Whether we care to admit it or not, we are all subject to re-invention at some point or another. Ihsahn, a man made legend for his contributions to the legacy of black metal, has never shied away from re-calibrating his musical character, and his discography is the hard proof. Having blazed a trail with the mighty Emperor, his solo career has been no exception, never afraid to reflect its creator’s inherently eclectic tastes. Seventh in line, Àmr (“loathsome” in Old Norse), once again sees the multi-instrumentalist pushing new boundaries, combining his manifold musical identities into one distinct whole, perhaps with more cogency than ever before.
Considering the man’s undeniable musical ability, you’d be hard pressed to pretend that even the most avante-garde of his output is “bad.” Although After is a personal favorite of mine, I struggled with the overtly experimental nature of the proceeding albums. Fortunately, Arktis. served as a return to relative form, and although it never attained the heights of some of its older siblings, it did re-ignite my somewhat diminished interest. While songs like “Lend Me the Eyes of Millenia” and “Wake” hurtle forward with some of the most blackened vitriol to grace Ihsahn‘s solo work since The Adversary, they’re structured around omnipresent waves of synth that shimmer and pulse alongside drummer, Tobias Ørnes Andersen’s (ex-Leprous), immaculate footwork. The militaristic pacing of “One Less Enemy” marches with an almost metrenomic rhythm but never fails to swathe itself in tenebrous chords and ominous mood, deconstructing black metal’s more blunt tendencies and rearranging them into something, frankly, infinitely more interesting.
Building on Arktis.’ use of ’80s synth, Àmr is one of Ihsahn‘s darkest albums in recent memory, but often not typically so, relying increasingly on those insistent electronics to emphasize emotion. In fact, the inclusion of three pseudo-ballads are very much where the heart of the songwriting lies. “Sàmr” and “Where You are Lost and I Belong” deal in electro-enhanced balladry and uneasy atmosphere respectively, the former responsible for a colossal chorus. The classic rhythms of the album’s predecessor have been further melted down and re-forged into a distinctly radio-friendly compound – as such, “Twin Black Angels” is as retro as they come with a chorus riff and guitar tone that absolutely belongs on a Night Flight Orchestra record. While these inclusions may serve to be divisive – an issue I suspect Ihsahn is entirely ambivalent about – they only cement his skill as a songwriter.

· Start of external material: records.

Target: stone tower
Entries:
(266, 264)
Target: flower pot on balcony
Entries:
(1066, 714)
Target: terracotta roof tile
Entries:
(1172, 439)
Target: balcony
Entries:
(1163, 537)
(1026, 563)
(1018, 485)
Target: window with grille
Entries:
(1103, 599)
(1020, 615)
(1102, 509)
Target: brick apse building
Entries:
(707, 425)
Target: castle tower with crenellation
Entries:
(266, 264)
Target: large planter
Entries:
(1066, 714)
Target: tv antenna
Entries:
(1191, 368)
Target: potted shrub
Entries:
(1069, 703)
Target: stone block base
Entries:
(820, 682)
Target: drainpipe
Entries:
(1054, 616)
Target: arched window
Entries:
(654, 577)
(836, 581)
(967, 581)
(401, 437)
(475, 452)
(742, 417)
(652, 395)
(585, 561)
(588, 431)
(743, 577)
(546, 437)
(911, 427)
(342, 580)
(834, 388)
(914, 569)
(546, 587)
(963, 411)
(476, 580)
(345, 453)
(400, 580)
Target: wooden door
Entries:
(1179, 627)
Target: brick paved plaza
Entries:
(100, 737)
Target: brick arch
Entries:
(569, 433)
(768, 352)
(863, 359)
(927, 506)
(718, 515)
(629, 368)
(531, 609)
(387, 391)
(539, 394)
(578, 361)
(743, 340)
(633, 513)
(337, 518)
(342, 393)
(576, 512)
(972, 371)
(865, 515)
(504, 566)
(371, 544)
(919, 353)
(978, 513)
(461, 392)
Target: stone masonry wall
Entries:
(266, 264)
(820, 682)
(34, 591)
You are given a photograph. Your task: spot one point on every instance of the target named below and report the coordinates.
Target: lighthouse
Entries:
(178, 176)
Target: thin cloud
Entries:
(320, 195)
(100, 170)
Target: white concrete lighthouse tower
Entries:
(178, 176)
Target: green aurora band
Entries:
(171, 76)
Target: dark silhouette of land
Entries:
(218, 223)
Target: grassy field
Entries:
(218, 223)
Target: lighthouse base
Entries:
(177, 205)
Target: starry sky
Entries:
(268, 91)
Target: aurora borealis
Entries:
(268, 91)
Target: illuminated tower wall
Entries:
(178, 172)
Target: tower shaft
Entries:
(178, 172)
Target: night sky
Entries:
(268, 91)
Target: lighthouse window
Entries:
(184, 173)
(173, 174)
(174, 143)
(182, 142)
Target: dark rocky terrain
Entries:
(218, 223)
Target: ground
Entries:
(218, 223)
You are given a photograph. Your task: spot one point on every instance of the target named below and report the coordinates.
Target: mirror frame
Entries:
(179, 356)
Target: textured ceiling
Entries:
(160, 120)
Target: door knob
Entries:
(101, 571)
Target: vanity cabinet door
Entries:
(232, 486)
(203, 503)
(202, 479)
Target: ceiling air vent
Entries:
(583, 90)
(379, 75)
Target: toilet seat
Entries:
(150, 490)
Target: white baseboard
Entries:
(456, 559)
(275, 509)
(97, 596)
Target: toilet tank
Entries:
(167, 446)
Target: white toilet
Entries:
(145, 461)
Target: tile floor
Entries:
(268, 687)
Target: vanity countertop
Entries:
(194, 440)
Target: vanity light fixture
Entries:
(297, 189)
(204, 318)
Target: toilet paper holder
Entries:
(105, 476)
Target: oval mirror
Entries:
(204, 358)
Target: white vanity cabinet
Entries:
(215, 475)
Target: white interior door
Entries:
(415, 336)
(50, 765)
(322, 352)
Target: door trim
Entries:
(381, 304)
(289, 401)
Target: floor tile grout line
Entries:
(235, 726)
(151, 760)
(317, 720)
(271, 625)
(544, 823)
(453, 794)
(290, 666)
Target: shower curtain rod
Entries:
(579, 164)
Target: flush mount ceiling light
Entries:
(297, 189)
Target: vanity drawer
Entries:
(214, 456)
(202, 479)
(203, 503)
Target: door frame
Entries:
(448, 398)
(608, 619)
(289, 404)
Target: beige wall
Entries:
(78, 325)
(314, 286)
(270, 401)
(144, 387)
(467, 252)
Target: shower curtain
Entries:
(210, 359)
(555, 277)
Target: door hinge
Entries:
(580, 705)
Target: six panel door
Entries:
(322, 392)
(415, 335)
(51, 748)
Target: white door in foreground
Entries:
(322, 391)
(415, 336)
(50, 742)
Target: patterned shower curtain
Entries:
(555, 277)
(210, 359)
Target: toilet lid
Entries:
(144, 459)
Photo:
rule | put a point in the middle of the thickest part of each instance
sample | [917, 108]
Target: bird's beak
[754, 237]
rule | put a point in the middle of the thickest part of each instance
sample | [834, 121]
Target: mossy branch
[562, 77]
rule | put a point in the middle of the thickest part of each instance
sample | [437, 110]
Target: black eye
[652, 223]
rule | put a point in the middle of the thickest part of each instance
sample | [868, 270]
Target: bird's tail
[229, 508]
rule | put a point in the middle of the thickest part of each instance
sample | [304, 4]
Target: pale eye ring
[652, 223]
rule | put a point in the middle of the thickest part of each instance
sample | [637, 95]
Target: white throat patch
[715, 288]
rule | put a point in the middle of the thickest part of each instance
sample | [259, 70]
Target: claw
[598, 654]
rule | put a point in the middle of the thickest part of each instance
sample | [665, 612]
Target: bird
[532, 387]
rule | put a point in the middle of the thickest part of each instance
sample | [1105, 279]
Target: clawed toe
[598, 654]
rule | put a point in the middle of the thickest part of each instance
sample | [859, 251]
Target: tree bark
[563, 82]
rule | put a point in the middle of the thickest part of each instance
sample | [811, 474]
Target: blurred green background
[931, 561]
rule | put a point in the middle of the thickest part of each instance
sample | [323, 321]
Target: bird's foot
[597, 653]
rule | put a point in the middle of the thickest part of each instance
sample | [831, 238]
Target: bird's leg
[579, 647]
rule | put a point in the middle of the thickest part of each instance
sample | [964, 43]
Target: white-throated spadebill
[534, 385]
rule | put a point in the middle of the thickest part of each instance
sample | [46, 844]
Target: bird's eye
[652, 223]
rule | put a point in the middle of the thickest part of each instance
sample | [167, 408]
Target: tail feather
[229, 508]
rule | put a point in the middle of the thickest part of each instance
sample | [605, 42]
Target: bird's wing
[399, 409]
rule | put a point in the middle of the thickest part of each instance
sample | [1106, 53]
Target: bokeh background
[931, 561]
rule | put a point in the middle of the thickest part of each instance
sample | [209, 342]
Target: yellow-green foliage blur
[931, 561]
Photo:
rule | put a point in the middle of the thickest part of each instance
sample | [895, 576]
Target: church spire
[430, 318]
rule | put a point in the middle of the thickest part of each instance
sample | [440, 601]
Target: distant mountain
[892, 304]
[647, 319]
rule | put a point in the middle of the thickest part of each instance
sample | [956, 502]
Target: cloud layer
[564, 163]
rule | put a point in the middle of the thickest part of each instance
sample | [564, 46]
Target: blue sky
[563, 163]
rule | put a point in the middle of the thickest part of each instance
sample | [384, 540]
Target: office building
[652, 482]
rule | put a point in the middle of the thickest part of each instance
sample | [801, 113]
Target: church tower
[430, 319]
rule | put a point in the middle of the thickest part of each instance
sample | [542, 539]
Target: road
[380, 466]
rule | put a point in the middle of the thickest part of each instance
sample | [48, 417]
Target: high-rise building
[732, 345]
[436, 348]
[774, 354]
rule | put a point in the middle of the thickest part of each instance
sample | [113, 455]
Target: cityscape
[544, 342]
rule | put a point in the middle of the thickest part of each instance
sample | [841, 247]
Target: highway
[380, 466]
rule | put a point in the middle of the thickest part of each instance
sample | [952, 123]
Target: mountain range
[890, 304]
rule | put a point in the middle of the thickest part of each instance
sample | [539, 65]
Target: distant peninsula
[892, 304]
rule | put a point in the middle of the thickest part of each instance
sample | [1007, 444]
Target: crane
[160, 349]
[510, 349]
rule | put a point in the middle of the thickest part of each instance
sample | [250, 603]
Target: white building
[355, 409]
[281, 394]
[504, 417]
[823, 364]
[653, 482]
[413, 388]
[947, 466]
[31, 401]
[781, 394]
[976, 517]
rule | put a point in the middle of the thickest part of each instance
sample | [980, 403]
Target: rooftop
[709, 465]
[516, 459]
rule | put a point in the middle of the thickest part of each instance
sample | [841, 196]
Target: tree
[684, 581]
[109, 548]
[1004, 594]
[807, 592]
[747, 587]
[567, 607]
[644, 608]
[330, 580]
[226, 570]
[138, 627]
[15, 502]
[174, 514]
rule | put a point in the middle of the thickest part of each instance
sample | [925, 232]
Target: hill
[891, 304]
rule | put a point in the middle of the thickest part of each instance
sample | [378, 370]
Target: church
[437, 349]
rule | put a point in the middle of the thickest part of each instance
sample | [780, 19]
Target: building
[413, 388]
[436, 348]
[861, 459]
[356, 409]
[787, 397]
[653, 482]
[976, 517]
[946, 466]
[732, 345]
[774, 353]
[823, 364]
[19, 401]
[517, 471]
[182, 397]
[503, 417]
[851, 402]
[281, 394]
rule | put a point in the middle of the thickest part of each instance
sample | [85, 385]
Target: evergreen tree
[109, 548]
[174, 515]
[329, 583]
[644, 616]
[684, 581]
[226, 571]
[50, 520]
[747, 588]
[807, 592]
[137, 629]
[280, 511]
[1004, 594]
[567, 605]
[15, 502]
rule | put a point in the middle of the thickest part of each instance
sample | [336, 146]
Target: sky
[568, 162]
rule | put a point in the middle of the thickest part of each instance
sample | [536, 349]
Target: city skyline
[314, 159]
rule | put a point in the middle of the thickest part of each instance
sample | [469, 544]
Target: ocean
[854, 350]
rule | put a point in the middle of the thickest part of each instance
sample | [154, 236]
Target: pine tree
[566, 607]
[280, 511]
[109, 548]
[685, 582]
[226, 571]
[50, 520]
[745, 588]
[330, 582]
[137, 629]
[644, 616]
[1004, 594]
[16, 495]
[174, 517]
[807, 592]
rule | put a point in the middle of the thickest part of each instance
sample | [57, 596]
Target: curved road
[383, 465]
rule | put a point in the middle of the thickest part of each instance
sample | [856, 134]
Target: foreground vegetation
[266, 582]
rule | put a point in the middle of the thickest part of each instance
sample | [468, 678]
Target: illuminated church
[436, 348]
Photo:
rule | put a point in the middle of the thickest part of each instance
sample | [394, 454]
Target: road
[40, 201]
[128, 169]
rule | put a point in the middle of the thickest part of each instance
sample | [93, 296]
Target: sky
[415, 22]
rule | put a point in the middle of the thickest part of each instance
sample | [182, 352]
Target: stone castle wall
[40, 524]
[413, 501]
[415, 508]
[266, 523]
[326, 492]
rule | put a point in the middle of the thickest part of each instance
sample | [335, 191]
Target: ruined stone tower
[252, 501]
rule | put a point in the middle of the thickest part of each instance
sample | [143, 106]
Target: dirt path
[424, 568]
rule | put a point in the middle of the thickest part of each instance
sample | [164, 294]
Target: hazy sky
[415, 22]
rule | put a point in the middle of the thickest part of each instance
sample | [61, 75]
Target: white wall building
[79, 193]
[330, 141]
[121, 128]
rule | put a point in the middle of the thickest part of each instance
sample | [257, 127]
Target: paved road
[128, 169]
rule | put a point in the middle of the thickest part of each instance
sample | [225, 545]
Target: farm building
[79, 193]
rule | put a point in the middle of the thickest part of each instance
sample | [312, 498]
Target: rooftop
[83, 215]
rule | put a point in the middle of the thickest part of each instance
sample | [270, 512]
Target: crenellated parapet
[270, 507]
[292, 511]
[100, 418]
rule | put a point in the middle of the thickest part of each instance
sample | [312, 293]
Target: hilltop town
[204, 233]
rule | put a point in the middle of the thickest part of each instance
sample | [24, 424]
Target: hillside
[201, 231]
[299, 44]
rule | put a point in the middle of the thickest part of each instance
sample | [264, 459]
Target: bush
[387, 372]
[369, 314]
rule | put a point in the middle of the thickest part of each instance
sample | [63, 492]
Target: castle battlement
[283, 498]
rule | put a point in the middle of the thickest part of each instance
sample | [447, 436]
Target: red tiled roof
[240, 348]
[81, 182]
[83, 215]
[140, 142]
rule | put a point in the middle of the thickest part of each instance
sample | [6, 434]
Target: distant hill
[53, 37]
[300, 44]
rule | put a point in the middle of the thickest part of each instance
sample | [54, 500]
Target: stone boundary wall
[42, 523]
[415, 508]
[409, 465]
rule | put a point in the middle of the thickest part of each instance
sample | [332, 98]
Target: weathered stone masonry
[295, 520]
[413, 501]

Characteristically tight riffing maneuvers over the heavier tracks, coupled with Ihsahn‘s signature textured vocal lacerations, but it’s his clean range that shows the most improvement, particularly on “Sàmr,” matching his smooth delivery with the synths that make up the bulk of the track. The synthesizer’s presence is key to the album, oscillating between brooding and cinematic, but is occasionally excessive, and even a little trite. Still, the album flows incredibly well, punctuated with the gentler songs so as to pace the denser material. One slight drawback, however, is that a couple of the more robust prog metal tracks that exist within his usual oeuvre are somewhat overshadowed by their more clement counterparts, which have clearly been lavished with attention during the writing process. Acting as angelic focal points, the dichotomy of the more immediate material does sometimes work as intended, enhancing a song like “In Rites of Passage,” whose nature thrives on an ever-mutating rhythm, enhanced by its placement in the album.
Progressive by nature and very much by design, Àmr, albeit subtly, acts as something of a career retrospective, conspiring to both unite and progress Ihsahn‘s ever-changing body of work whilst maintaining his lofty compositional standards. The album’s shifting genre-play reflects its author’s approach to music, never backing down from a challenge to broaden any and all horizons yet still tempted with that petulant urge to set them alight. Undoubtedly, Àmr is one of the strongest entries in Ihsahn‘s solo discography for quite some time, and while not perfect, the material’s burgeoning creativity and lack of any apology for it, is just about the best example of black metal’s malcontent this side of the nightside eclipse. Recommended for the black wizards with the cosmic keys to an open mind.